Pasemann Frank
Institute of Cognitive Science, University of Osnabrück Osnabrück, Germany.
Front Neurorobot. 2017 Feb 3;11:5. doi: 10.3389/fnbot.2017.00005. eCollection 2017.
In the context of the dynamical system approach to cognition and supposing that brains or brain-like systems controlling the behavior of autonomous systems are permanently driven by their sensor signals, the paper approaches the question of neurodynamics in the sensorimotor loop in a purely formal way. This is carefully done by addressing the problem in three steps, using the time-discrete dynamics of standard neural networks and a fiber space representation for better clearness. Furthermore, concepts like meta-transients, parametric stability and dynamical forms are introduced, where meta-transients describe the effect of realistic sensor inputs, parametric stability refers to a class of sensor inputs all generating the "same type" of dynamic behavior, and a dynamical form comprises the corresponding class of parametrized dynamical systems. It is argued that dynamical forms are the essential internal representatives of behavior relevant external situations. Consequently, it is suggested that dynamical forms are the basis for a memory of these situations. Finally, based on the observation that not all brain process have a direct effect on the motor activity, a natural splitting of neurodynamics into vertical (internal) and horizontal (effective) parts is introduced.

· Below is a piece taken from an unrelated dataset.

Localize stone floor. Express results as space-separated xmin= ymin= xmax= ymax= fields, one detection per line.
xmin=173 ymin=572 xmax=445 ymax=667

在将动力学系统方法应用于认知的背景下,并假设控制自主系统行为的大脑或类脑系统始终由其传感器信号驱动,本文以一种纯粹形式化的方式探讨了感觉运动回路中的神经动力学问题。这是通过分三步解决该问题来精心完成的,使用标准神经网络的时间离散动力学和纤维空间表示以获得更好的清晰度。此外,还引入了诸如元瞬态、参数稳定性和动力学形式等概念,其中元瞬态描述了现实传感器输入的影响,参数稳定性指的是一类都能产生“相同类型”动态行为的传感器输入,而动力学形式则包括相应的参数化动力学系统类别。有人认为动力学形式是与行为相关的外部情况的基本内部表征。因此,有人提出动力学形式是这些情况记忆的基础。最后,基于并非所有大脑过程都对运动活动有直接影响这一观察结果,引入了神经动力学自然地分为垂直(内部)和水平(有效)部分的划分。